Prior evaluation of the structural features of cathepsin B, conducted at pH 5.5, suggested that the unique occluding loop may participate in mediating the DPCP activity under acidic pH conditions, and alteration of the occluding loop at neutral pH may allow the active site to become accessible to endopeptidase substrates.[37,38] The occluding loop corresponding to residues 102–128 contains two His residues (His110 and His111) that directly interact with the C-terminal carboxylic acid group.[50,51] It has been viewed that the occluding loop accommodates DPCP substrates at acidic pH and may acquire a pose at neutral pH that allows accessibility to endopeptidase substrates. However, the ongoing view of the occluding loop should now be modified based on the findings that DPCP and endopeptidase cleavages of cathepsin B occur under both acidic and neutral pH conditions. The current data of this study suggest that the occluding loop allows both DPCP and endopeptidase substrates to bind cathepsin B at the active site for proteolysis. Changes in the configuration of the occluding loop may be predicted to participate in utilization of pH-dependent DPCP and endopeptidase substrates across acidic to neutral pH conditions. Several studies have shown that mutagenesis of the occluding loop domain alters the relative DPCP and endopeptidase activities of cathepsin B.[36,38] It will be of interest in future studies to compare cathepsin B crystal structures under acidic and neutral pH conditions to gain understanding of the molecular features for substrate docking to achieve dual DPCP and endopeptidase activities of the enzyme.

Conclusions

In summary, global cleavage profiling of cathepsin B with a diverse library of peptide substrates provided evidence that the primary DPCP and modest endopeptidase activities of cathepsin B both occur under acidic and neutral pH conditions. Significantly, MSP-MS data indicated norleucine (n) as a preferred residue at the P3 position at acidic and neutral pH conditions which led to design of the novel substrate Abz-GnVRAK(Dnp)-OH that efficiently monitors DPCP activity of cathepsin B over a broad pH range. The broad pH profile of Abz-GnVRAK(Dnp)-OH contrasts with the more restricted acidic pH profile of the original Abz-GIVRAK(Dnp)-OH substrate. Furthermore, modification of the P2 residue of the original Z-RR-AMC substrate demonstrated that the endopeptidase activity of cathepsin B can be readily detected at acidic pH with the Z-ER-AMC substrate, as well as with the Z-VR-AMC substrate that has a broader pH activity profile. These peptide-AMC substrates demonstrate that pH-dependent and broad pH activity profile substrates of cathepsin B exist for both its DPCP and endopeptidase activities. This study highlights the unique properties of cathepsin B having dual DPCP and endopeptidase activities covering biological pH conditions from lysosomal acidic pH to cytosolic and other neutral pH cellular conditions.

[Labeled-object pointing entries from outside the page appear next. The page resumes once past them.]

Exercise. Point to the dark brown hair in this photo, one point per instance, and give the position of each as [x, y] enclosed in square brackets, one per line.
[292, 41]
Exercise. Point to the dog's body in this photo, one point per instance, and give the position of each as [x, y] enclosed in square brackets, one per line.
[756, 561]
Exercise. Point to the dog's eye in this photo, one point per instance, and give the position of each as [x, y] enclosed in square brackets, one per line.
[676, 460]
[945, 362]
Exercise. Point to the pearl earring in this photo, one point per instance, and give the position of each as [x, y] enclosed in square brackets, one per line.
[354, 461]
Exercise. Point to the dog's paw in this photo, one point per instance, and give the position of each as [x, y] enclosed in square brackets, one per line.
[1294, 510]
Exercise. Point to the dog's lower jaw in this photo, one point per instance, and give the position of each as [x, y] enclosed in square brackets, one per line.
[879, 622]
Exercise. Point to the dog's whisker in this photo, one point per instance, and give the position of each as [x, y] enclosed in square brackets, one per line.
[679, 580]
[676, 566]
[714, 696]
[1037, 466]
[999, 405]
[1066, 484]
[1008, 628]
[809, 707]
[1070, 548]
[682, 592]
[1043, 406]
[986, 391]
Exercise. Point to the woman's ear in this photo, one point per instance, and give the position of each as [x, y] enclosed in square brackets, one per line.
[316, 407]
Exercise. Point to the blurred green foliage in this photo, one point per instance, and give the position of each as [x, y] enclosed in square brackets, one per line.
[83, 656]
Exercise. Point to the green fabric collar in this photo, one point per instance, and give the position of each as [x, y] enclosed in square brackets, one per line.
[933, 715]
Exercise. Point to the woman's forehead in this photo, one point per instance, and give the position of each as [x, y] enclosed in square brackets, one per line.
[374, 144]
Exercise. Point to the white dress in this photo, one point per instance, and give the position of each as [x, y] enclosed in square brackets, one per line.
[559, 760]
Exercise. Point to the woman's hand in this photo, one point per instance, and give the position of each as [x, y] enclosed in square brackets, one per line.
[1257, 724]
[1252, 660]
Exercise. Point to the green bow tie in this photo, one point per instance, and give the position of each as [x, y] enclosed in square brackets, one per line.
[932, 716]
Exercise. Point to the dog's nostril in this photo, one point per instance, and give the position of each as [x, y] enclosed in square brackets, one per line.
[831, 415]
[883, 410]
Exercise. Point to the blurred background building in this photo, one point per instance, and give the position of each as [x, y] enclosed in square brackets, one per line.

Cathepsin B cleavage of biological substrates in prior studies have illustrated the enzyme’s endopeptidase and exopeptidase activities under acidic to neutral pH conditions, consistent with findings of this study for the broad pH ranges of endopeptidase and DPCP cleavages by this protease. Cathepsin B endopeptidase activity cleaves biological substrates that include the propeptide region within pro-cathepsin for autoactivation to mature cathepsin B,[52] thyroglobulin,[53,54] MARCKS,[25] invariant chain,[55] secretory leucoprotease inhibitor,[56] sphingosine kinase-1,[57] collagen,[58] amyloid precursor protein (APP) as a candidate β-secretase,[59,60] and proneuropeptide substrates[42] under pH conditions ranging from acidic lysosomal pH to mildly acidic secretory vesicles and neutral extracellular pH conditions. In addition, exopeptidase activity has also been detected using thyroglobulin and glucagon as substrates.[53,61] Interestingly, different products were generated from collagen by cathepsin B cleavage that varied with pH conditions.[58] We postulate that these observed differences in cleavage sites of biological substrates are due to pH-dependent amino acid preferences as demonstrated by the MSP-MS cleavage profiling data of this study. It will, therefore, be of interest in future studies to gain knowledge of in vivo substrates of cathepsin B at cellular locations of distinct pH conditions in health and disease.